Zero-one beta regression with only categorical predictors

Helsinki-Ronan · September 28, 2023, 9:18am

Hi all,

I am working with frequency data where the response variable consists of 500 observations for the affinity of the population of a town to one of two, larger population clusters. There are 500 different towns. Values at or closer to zero represent greater affinity to the larger “A” population. Values at or closer to one represent greater affinity to the larger “B” population. The explanatory variables consist of four two-level categorical variables. These variables represent administrative borders where a “0” value means that the given town was on the A side of the administrative border. A value of “1” means that the given town was on the B side of the administrative border. I am interested in whether which side of the border a town falls on can explain the population affinity of that town.

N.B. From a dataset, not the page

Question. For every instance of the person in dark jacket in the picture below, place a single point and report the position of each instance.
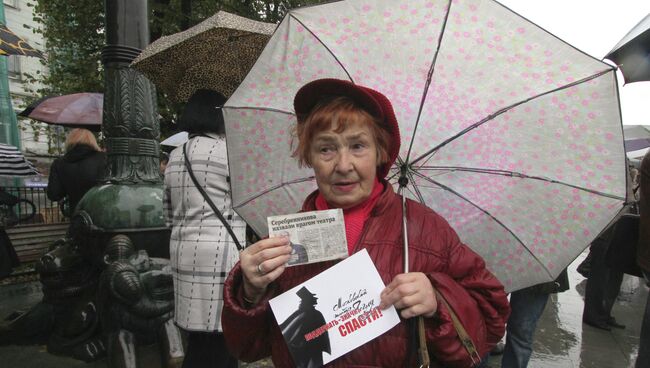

I have fit a zero-one beta regression model to the data. Initial model runs using default brms priors had very long computation times and a lot of divergent transitions. I “solved” this by setting a normal prior to the condition-one inflation parameter. Given that the data mostly consists of counts of 0s and 1s, I specified an informed prior on the mu parameter of the “non-zero” and “none-one” frequencies. This was a normal prior with a mean and standard deviation equal to the mean and standard deviation of the actual “non-zero” and “non-one” frequencies.

My questions are these: (1) is this an appropriate statistical model for data such as these? (2) if it is appropriate, are the priors correctly specified (I am not a statistician but I have the feeling that the priors I used are inappropriate), and (3) how can I evaluate model performance given that LOO isn’t appropriate (as far as I know) for models with a zero-inflation component.

The below R code generates data and fits a model that replicates my actual data and model. I am not in a position to share the actual data.

Thank you in advance!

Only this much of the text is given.